El nacionalismo es sin duda la más poderosa y quizá la más destructiva fuerza de nuestro tiempo. Si existe el peligro de aniquilación total de la humanidad, lo más probable es que dicha aniquilación provenga de un estallido irracional de odio contra un enemigo y opresor de la nación real o imaginario. Isaiah Berlin.

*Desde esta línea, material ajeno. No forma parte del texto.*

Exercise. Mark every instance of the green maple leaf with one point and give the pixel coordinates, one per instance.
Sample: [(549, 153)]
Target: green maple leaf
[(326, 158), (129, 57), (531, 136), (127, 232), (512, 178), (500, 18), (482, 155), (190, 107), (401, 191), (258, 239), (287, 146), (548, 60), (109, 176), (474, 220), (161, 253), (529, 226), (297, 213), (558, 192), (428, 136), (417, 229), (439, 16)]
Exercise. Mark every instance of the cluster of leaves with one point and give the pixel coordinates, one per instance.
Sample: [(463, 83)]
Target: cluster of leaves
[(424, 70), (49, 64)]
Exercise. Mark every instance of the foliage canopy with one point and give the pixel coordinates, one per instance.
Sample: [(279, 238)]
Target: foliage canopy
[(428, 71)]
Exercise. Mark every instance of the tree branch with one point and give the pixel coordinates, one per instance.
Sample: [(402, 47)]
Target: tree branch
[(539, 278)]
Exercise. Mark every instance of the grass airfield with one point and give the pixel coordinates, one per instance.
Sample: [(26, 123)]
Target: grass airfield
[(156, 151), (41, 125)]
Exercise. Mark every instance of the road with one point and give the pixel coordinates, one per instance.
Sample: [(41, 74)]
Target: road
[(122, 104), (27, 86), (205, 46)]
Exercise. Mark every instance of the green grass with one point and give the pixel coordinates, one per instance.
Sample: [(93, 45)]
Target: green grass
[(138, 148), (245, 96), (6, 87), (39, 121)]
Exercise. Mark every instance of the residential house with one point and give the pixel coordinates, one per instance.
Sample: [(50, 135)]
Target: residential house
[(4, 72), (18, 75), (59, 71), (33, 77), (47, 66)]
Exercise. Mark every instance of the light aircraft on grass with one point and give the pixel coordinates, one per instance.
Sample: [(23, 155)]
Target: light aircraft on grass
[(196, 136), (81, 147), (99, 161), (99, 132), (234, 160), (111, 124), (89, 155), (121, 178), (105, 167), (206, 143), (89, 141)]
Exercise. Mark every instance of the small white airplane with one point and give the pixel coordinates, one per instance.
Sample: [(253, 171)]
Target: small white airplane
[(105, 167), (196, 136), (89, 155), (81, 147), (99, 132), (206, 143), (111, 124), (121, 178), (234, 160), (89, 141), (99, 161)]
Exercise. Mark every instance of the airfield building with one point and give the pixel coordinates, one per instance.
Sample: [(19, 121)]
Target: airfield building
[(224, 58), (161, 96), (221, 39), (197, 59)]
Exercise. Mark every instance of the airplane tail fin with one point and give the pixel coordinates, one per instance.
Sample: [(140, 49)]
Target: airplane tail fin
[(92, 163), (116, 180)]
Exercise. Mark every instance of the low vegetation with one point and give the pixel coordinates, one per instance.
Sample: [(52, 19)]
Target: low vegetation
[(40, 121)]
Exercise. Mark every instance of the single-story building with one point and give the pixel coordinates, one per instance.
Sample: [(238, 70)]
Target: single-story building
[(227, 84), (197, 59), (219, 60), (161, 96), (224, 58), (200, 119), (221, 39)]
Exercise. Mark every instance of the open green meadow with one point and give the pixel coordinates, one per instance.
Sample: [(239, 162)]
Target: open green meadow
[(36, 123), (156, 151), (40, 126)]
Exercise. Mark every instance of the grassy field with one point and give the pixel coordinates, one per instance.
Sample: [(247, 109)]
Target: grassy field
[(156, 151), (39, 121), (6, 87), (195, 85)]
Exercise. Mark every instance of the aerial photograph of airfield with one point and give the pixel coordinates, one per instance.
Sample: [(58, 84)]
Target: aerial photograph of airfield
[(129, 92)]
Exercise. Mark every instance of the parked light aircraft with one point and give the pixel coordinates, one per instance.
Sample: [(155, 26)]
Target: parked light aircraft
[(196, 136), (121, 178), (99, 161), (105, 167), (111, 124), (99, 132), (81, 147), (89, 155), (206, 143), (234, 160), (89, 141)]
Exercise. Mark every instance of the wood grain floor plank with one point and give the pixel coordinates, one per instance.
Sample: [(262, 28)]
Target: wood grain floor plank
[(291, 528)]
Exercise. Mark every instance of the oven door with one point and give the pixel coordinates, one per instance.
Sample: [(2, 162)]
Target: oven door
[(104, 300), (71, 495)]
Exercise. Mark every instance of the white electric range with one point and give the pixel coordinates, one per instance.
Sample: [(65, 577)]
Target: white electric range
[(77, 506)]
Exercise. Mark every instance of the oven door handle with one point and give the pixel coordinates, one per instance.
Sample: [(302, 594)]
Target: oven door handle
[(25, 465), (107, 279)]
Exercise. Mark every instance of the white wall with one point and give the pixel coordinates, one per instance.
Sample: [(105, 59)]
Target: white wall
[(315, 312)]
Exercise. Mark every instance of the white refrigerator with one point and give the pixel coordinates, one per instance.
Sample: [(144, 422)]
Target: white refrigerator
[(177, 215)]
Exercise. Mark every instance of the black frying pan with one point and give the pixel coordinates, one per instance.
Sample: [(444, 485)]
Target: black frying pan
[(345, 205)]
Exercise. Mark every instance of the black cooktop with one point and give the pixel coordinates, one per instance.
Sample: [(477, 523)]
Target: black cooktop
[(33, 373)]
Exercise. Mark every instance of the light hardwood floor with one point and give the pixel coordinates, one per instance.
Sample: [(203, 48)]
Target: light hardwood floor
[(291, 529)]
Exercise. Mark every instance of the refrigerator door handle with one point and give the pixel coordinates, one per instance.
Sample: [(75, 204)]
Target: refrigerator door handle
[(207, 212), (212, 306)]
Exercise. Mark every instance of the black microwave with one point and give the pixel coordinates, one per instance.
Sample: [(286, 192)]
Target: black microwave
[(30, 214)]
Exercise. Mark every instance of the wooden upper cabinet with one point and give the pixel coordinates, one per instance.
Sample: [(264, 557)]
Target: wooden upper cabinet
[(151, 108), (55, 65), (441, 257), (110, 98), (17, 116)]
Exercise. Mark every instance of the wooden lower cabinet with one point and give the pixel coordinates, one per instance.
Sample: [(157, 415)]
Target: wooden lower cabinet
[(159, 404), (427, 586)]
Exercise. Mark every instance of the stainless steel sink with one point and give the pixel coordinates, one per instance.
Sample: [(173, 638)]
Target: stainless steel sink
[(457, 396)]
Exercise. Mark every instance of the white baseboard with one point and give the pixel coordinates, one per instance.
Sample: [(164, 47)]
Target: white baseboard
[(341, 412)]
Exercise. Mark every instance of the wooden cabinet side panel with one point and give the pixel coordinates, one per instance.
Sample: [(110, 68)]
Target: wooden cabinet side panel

En su libro Victorianos eminentes, Lytton Strachey inicia así “la historia de la era victoriana jamás se escribirá: sabemos demasiado acerca de ella. La ignorancia es el primer requisito del historiador (…)”. Me preocupa que algo similar suceda con el populismo y los retrocesos de la democracia liberal. Creemos saber tanto sobre estos fenómenos que ya no cuestionamos las certezas acerca de ellos. Las explicaciones preliminares se volvieron un lugar común. Según la mayoría de los comentaristas, el populismo se dio en respuesta a la desigualdad, la pobreza y la corrupción de las élites. Es decir, los autores señalan como fuentes del populismo los mismos temas discursivos de los populistas. La explicación resulta insuficiente en tanto que la desigualdad, la pobreza y la corrupción de las élites son recurrentes en la historia de las democracias. No obstante, el populismo cobra vigor en momentos específicos. ¿Por qué entonces vivimos una ola de populismo autoritario en nuestros días? Se me ocurre que una (y aclaro, solo una entre muchas) de las causas estructurales podría ser el debilitamiento del civismo. Este no es un factor recurrente de las democracias avanzadas, sino un acontecimiento reciente.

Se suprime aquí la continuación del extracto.